We shall, I think, now perhaps understand why it is that communications, if we
believe them to be real, are so often jejune and unconvincing. It requires
probably a great effort for the departed spirit to put himself back into the
condition in which present, past, and future, together with the limitations of
space, have great importance. In the communications of "Imperator" with Mr.
Stainton Moses, it is constantly
emphasized that it is a work of immense difficulty to communicate with this
present world. Mrs. Leonora Piper, one of
the best-known mediums, seems to suggest that the inhabitants of the next world
do not find us very pleasant, nor our surroundings at all congenial.

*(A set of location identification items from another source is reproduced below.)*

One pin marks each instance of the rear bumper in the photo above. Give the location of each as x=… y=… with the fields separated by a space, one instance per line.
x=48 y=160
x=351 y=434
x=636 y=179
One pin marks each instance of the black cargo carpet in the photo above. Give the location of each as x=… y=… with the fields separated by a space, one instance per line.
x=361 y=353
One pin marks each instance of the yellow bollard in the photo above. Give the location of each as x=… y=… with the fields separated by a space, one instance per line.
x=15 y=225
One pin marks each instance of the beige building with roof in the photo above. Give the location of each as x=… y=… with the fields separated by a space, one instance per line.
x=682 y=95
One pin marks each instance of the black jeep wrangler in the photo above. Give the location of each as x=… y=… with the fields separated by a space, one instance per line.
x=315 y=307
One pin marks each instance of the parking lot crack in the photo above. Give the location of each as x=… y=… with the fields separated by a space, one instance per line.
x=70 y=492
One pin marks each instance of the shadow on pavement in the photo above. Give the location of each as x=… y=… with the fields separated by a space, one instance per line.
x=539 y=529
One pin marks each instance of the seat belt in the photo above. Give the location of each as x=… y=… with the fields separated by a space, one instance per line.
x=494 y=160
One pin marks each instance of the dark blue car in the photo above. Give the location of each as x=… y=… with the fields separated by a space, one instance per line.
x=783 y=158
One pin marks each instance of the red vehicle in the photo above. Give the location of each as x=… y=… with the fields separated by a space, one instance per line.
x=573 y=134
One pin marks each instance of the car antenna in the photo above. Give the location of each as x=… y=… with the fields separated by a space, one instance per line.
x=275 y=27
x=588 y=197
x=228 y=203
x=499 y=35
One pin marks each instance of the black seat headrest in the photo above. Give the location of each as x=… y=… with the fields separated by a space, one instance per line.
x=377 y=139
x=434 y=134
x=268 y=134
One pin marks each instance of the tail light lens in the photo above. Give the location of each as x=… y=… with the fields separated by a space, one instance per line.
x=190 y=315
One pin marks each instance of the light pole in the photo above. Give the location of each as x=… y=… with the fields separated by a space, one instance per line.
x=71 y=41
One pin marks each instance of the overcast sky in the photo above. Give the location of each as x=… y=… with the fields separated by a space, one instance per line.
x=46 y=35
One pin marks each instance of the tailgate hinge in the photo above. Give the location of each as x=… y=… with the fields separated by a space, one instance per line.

The conclusion to which I think we shall come is that there is a survival of
that which existed previous to the soul's entry into flesh. It is not a survival
of all those relationships due to the temporary limitations in which we now find
ourselves entangled.
Dr. Walter Matthews says,
"Personal survival is the hypothesis that the centre of consciousness which was
in existence before death does not cease to be in existence after death, and
that the experience of this centre after death has the same kind of continuity
with its experience before death as that of the man who sleeps for a while and
wakes again ... One is sometimes tempted to believe that some power - whether
beneficent or malevolent I do not know - has determined that we shall never
reach certainty on the subject of the life beyond, and that to secure this it
has sent a lying spirit into the prophets. The records of psychical research are
full of deceit, fraud, and lies. But when one has discounted all this there
remains a residuum of established facts which, prima facie, suggest the
hypothesis of survival; that at least is my opinion."
I should myself go somewhat further, and say that the facts make survival an
assured truth, but that it is a survival of something deeper and more
fundamental than the personality with which we are ordinarily familiar in the
commerce of terrestrial life.
Source: "The Truth About Spiritualism" by
Harold Anson (London: Student Christian Movement Press, 1941).